Altman Z-score
The Z-score formula for predicting bankruptcy was published in 1968 by Edward I. Altman, who was, at the time, an Assistant Professor of Finance at New York University. The formula may be used to predict the probability that a firm will go into bankruptcy within two years. The Altman Z-score (and all similar models) have the following characteristics:
1.It was developed by using a statistical methodology to distinguish between two groups of companies – bankrupt and non-bankrupt. These groups were of equal size.
2.The statistical methodology created two groups (or grades). Companies scoring below a “cutoff point” were classified as bad. Those scoring above the “cutoff point” were classified as good. However, there were classification errors, and some companies were misclassified. The cutoff point between the two groups resulted in:
a) Some bankrupt companies having scores above the cutoff point.

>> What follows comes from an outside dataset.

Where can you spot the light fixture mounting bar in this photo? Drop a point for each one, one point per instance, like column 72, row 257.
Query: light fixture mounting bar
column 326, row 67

b) Some non-bankrupts having scores below the cutoff point.
3.Altman (and some other model builders) identified 3 zones on the scale of his published model:
a) Good, i.e., no bad companies were classified as good.
b) Bad, i.e., no good companies were classified as bad.
c) Zone of Ignorance, i.e., an area between the good and bad companies which included all the test sample classification errors.
4.The result is what appears to be a simple three signal result: red, yellow and green lights.
How ZETA® credit system addresses these problems:
1.It provides context for a score in several ways:
a) Reports provide percentile rankings relative to the universe of public companies and relative to the public companies in like SIC codes.
b) Reports provide an indication of how the company fits in the public bond rating scale.
c) Reports provide estimates of default probabilities associated with scores.
2.The probability of default can be used in various financial modeling applications:
a) Estimating the appropriate risk premium in commercial lending.
b) Estimating the appropriate discount in publicly traded bonds.
c) Modeling the credit limit in trade credit applications.
d) Calculating the incremental expected cost associated with individual suppliers.
3.These characteristics are independent of the assumptions that were made in the original test sample and amount to extensive holdout experience.
4.Because we understand the spectrum of credit quality, we know how to customize decision rules such as:
a) “Accept only if the company is investment grade.”
b) “Reject the customer if the expected default rate is greater than 5%.”
c) “Find a replacement supplier if the expected cost (due to possible failure) is 20% higher than the contractual cost.”